可児工場所属の全従業員232名に対するアンケート調査を実施した上、三菱電機の全従業員5万5302名に対するアンケート調査を実施した。品質に関わる問題の申告数は、延べ2305件に上る。

第3 調査の結果判明した事実の概要及び今後の調査方針等

1、可児工場で発見された品質不正

調査の結果、可児工場では合計6件の品質不正が発見されている。

(1)~(4)(略)

(5)役員等の認識・関与等

開発当時の工場長はこれらの製品における不整合を部下からの報告・相談を通じて認識していた。技術課、工作課及び品質保証課の歴代の各管理職も、認識の程度に差はあるものの、自ら関与、あるいは部下からの報告・相談を通じて、おおむねこれらの品質不正について認識していた。

2、長崎製作所で発見された品質不正

調査の結果、長崎製作所では合計12件の品質不正が発見されている。

(1) 車両用空調装置における顧客と合意した試験の未実施等

ア、商用試験について

①冷房能力試験及び冷房消費電力試験

品質管理課が開発性能試験のデータを用いて、冷房標準条件で試験を実施したかのように装った検査成績書を捏造(ねつぞう)し、顧客に提出していた。遅くとも1985 年には行われていた。90年ごろには作業負荷の軽減を目的に、品質管理課が乱数を用いて商用試験の検査成績書を自動生成するプログラムを作成し、以後、品質不正が発覚するまでプログラムの使用を続けていた。この不正が行われた期間中に製造された車両用空調装置は85年から2021年6月まで、記録で確認できる限り計93社の顧客に対し、計7万3986 台が出荷された。

②~⑤(略)

イ、開発性能試験について

①冷房能力試験

92年から21年6月までに、合計52社の顧客に対し、合計1万7121台が納入されているが、そのうちどの製品の定格冷房能力が100%未満であったかは特定できていない。

②~③

ウ、品質不正の公表等(略)

(2) 鉄道車両用空気圧縮機における試験結果の流用

06年から21年6月まで、計18社の顧客に対し計1002台が出荷されている。

(3) 品質不正が行われた主な原因・背景

長崎製作所と国内顧客の関係は歴史も長く、国内顧客は長年三菱電機の品質を信頼し、仕様で特定の性能を求めることはあっても、具体的な試験方法は三菱電機に任せることが多かった。従業員は、実質的に品質さえ良ければ問題ないとして、顧客の要求仕様との整合性にはあまり注意を向けなかった。

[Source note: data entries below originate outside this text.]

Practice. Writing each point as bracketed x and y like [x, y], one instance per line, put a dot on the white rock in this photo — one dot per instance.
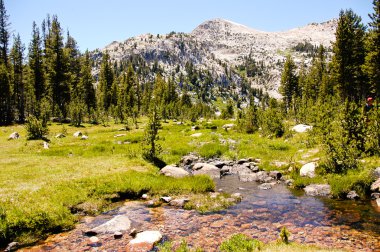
[308, 170]
[166, 199]
[77, 134]
[228, 126]
[46, 145]
[14, 135]
[84, 137]
[301, 128]
[149, 236]
[174, 171]
[318, 190]
[119, 223]
[196, 135]
[60, 135]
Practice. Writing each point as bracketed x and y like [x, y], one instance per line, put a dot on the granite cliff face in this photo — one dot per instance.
[220, 46]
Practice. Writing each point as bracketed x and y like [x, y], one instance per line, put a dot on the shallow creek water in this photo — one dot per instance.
[327, 223]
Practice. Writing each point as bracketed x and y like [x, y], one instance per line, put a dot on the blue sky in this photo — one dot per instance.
[96, 23]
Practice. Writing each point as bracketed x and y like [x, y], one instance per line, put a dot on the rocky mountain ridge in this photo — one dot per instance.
[220, 46]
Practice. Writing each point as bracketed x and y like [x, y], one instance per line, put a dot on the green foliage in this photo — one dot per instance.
[240, 243]
[344, 142]
[37, 129]
[348, 57]
[151, 149]
[77, 111]
[271, 122]
[284, 235]
[228, 111]
[289, 82]
[359, 181]
[212, 150]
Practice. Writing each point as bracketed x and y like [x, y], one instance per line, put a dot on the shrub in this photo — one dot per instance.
[272, 122]
[37, 129]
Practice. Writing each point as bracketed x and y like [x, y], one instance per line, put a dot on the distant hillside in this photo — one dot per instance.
[226, 50]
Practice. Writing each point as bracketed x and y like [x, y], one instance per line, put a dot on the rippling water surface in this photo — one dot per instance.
[351, 225]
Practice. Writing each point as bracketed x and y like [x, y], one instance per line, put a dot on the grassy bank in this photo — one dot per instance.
[45, 190]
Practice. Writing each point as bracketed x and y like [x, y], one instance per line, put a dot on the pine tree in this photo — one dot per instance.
[151, 149]
[4, 33]
[36, 80]
[348, 57]
[56, 65]
[106, 78]
[16, 58]
[289, 82]
[72, 54]
[86, 83]
[6, 116]
[372, 65]
[5, 96]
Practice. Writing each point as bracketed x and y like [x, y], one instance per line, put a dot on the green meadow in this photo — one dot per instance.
[45, 191]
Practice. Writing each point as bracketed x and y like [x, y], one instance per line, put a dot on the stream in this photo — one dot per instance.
[327, 223]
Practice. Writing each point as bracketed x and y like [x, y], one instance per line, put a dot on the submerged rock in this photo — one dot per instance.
[13, 136]
[265, 186]
[174, 171]
[318, 190]
[144, 241]
[120, 223]
[352, 195]
[301, 128]
[375, 187]
[12, 246]
[178, 202]
[77, 134]
[208, 169]
[376, 173]
[60, 135]
[308, 170]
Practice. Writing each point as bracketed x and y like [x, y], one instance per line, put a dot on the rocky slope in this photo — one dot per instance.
[219, 46]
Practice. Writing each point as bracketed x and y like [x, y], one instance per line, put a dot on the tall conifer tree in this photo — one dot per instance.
[372, 65]
[348, 58]
[16, 58]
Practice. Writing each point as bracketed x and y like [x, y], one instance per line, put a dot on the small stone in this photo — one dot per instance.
[13, 136]
[375, 195]
[77, 134]
[318, 190]
[289, 182]
[308, 170]
[196, 127]
[118, 235]
[93, 241]
[12, 246]
[275, 174]
[352, 195]
[46, 145]
[265, 186]
[376, 173]
[180, 203]
[133, 232]
[166, 199]
[196, 135]
[84, 137]
[60, 135]
[375, 187]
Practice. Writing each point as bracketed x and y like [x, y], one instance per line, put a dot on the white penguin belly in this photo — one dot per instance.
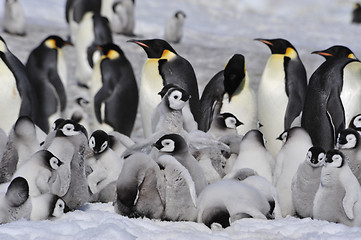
[10, 101]
[151, 84]
[272, 102]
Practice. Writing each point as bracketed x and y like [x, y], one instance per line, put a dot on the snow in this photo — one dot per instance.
[214, 31]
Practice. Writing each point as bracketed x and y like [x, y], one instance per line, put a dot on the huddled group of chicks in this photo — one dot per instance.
[292, 148]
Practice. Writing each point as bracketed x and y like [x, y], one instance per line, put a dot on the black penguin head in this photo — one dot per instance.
[171, 143]
[348, 139]
[316, 156]
[335, 158]
[336, 51]
[70, 128]
[99, 141]
[234, 74]
[55, 42]
[280, 46]
[18, 192]
[154, 48]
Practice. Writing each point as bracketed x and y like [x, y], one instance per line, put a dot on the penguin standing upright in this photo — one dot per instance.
[47, 73]
[165, 66]
[14, 18]
[351, 84]
[173, 31]
[281, 92]
[115, 94]
[17, 97]
[323, 114]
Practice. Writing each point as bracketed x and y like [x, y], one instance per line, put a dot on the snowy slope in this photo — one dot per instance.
[214, 31]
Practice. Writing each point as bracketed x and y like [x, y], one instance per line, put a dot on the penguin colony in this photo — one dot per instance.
[292, 148]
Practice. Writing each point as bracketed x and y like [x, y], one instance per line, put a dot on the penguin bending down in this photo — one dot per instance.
[281, 92]
[173, 31]
[46, 69]
[338, 196]
[15, 204]
[14, 18]
[162, 67]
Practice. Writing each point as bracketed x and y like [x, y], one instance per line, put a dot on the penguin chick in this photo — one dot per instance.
[174, 27]
[105, 165]
[348, 142]
[338, 196]
[306, 181]
[15, 203]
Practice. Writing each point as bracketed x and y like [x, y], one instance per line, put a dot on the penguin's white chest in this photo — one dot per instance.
[10, 100]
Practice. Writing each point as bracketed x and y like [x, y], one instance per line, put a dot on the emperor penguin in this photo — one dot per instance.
[355, 123]
[291, 155]
[338, 196]
[47, 207]
[162, 67]
[46, 69]
[254, 155]
[323, 115]
[176, 146]
[14, 18]
[17, 97]
[105, 165]
[15, 204]
[69, 145]
[114, 91]
[231, 87]
[123, 17]
[223, 202]
[306, 181]
[281, 91]
[22, 143]
[140, 188]
[173, 31]
[351, 84]
[349, 143]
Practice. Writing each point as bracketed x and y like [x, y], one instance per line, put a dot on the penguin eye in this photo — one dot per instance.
[92, 142]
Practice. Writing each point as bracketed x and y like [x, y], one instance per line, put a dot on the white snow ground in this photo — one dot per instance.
[214, 31]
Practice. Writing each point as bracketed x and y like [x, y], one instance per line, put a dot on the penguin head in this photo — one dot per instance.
[348, 139]
[154, 48]
[316, 156]
[99, 141]
[280, 46]
[171, 143]
[228, 120]
[335, 158]
[70, 128]
[234, 74]
[18, 192]
[336, 51]
[55, 42]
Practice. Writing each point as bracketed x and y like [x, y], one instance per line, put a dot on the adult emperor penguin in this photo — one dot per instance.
[281, 92]
[349, 143]
[69, 145]
[164, 66]
[15, 204]
[173, 31]
[140, 188]
[351, 84]
[338, 196]
[175, 145]
[21, 144]
[17, 97]
[114, 91]
[323, 114]
[46, 69]
[291, 155]
[14, 18]
[306, 181]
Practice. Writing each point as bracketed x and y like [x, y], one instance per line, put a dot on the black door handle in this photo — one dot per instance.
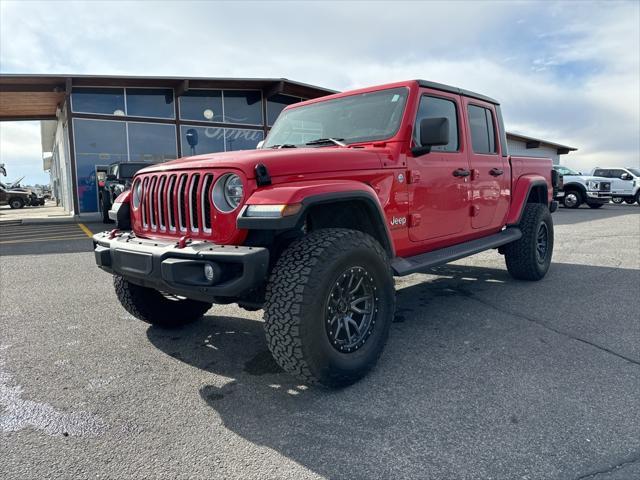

長崎製作所では日本産業規格(JIS)や顧客仕様に適合しない試験等が長年続いてきた。顧客の要求仕様への関心の薄さもあって、従業員の少なからぬ者が、顧客の要求仕様を正確に把握していなかった。従業員の間では、商用試験に時間を要すると生産出荷が遅延するという商用試験軽視の発想がまん延していた。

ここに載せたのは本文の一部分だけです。